Storm carefully places all the pictures back in their boxes, besides one, his favourite, a picture of Mia stroking an elephant’s trunk in India. She’s clearly unaware the picture is being taken and is looking into the animal’s huge eye, a look of pure joy and awe on her face. She has an expressive and lucid face, one that seems to reveal something of the soul; looking at her, Storm feels close to her. He places the picture underneath his pillow before leaving the room.

*

He’s so nervous he can barely walk when he leaves the house and walks up in the direction of the village, as directed by Emil, who’d winked at him when he said he’d be meeting Madeleine Vinge. She’s waiting for him on a bench by the lake, holding a cardboard tray with two hot drinks. This makes her seem impossibly sophisticated to Storm, that she’d thought to go and order drinks and bring them here.

‘Hi,’ he says, and an awkward moment ensues when he sits down beside her just as she stands up to hug him in greeting.

‘Hey,’ she says, laughing, and to Storm it seems that as long as he can figure out a way to keep this girl around, everything will be pretty great. Conversation flows easily and Storm begins to relax. It was this he’d feared the most – long, awkward silences – but it doesn’t happen a single time. Madeleine is funny and engaged and as big of a Star Wars fan as Storm, at one point lifting the leg of her jeans to show him her Chewbacca socks. They eat lunch on the pavement of a little Thai restaurant on the high street, before walking down the hill to Wimbledon town, where they catch an early afternoon movie at the Odeon, some Scottish drama Storm couldn’t name if he tried, but which makes Madeleine well up and take his hand in the dark. When they emerge from the cinema, they walk slowly back up toward the village, not wanting the day to draw to an end. In a particularly dark spot between streetlights, Storm musters all his courage and stops walking. Madeleine pauses alongside him, and he can sense her looking at him quizzically. He leans in and kisses her lightly on the mouth, first once, and then again, pausing in between to make sure she’s not horrified, but she doesn’t seem to be. She stands on tiptoes and wraps her arms around his neck, drawing him even closer, and touches the tip of her tongue against his.
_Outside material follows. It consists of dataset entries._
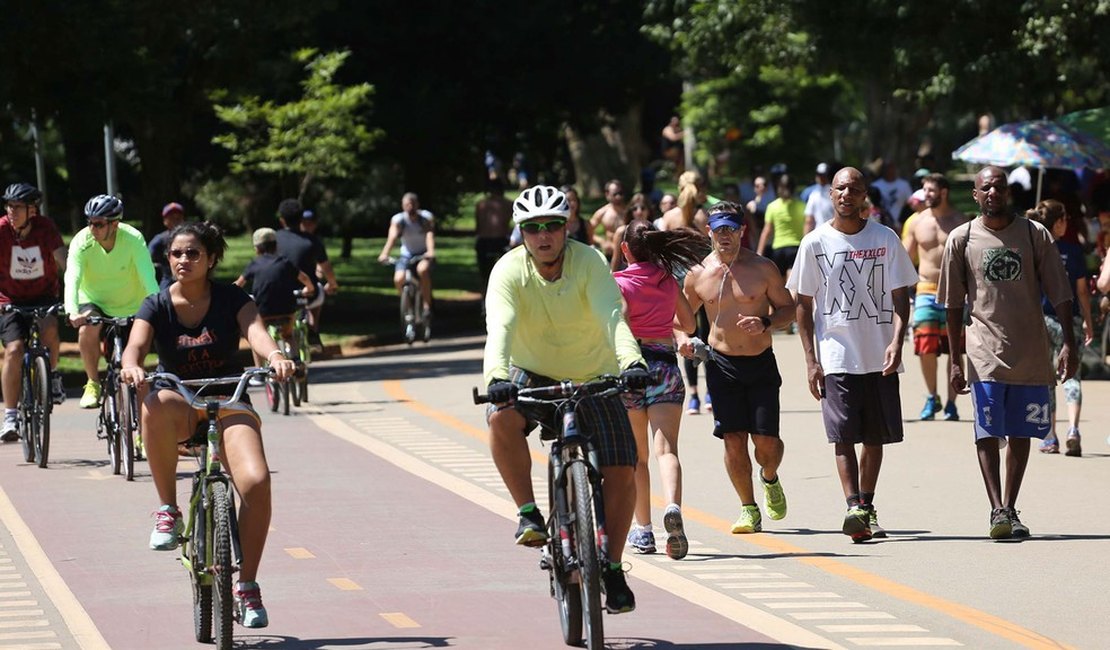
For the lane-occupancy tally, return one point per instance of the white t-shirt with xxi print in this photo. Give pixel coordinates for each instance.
(851, 280)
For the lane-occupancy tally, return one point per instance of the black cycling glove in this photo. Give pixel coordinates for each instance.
(636, 377)
(502, 392)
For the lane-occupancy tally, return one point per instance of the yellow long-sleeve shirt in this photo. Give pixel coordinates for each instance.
(571, 328)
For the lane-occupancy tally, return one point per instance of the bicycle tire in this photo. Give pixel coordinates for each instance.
(40, 416)
(221, 566)
(409, 312)
(566, 595)
(27, 406)
(585, 537)
(111, 417)
(202, 609)
(272, 396)
(125, 404)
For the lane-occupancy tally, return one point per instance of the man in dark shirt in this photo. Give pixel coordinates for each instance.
(273, 280)
(172, 215)
(306, 252)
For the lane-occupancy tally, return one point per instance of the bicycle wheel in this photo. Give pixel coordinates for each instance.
(221, 566)
(202, 609)
(125, 415)
(409, 312)
(40, 415)
(194, 551)
(111, 417)
(563, 590)
(27, 406)
(585, 538)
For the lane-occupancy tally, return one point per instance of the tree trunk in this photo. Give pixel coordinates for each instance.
(615, 151)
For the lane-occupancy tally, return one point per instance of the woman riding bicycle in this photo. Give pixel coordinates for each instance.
(195, 325)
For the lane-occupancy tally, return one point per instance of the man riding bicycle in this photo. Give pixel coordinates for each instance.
(553, 313)
(31, 256)
(305, 251)
(415, 227)
(273, 280)
(109, 273)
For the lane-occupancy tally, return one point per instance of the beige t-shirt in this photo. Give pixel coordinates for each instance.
(997, 275)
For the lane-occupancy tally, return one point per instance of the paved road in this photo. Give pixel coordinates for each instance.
(392, 530)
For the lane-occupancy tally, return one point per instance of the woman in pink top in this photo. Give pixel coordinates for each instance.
(654, 307)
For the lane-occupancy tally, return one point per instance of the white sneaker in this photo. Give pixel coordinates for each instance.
(58, 390)
(9, 433)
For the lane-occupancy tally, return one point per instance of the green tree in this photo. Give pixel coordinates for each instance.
(320, 135)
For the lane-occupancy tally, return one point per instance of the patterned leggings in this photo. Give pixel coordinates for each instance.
(1072, 390)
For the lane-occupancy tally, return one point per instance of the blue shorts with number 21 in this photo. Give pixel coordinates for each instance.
(1013, 410)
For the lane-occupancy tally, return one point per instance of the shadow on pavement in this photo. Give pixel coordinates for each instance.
(662, 645)
(367, 642)
(411, 369)
(708, 559)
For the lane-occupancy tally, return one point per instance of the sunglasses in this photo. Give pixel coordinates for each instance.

When they finally break apart and walk on, Storm feels overcome with a wild energy, not unlike when he’s smashed it in a competition and climbs onto the winning podium, clutching the gold medal.

‘Hey, by the way,’ says Madeleine when they arrive at the gates to her house, ‘I’m coming to Oslo next week. I go every summer for a couple of weeks and stay at my aunt and uncle’s house. So we can hang out there, too. If you want.’

‘Cool, yeah. I have to head to a summer training camp at school, but I can definitely get away for a bit.’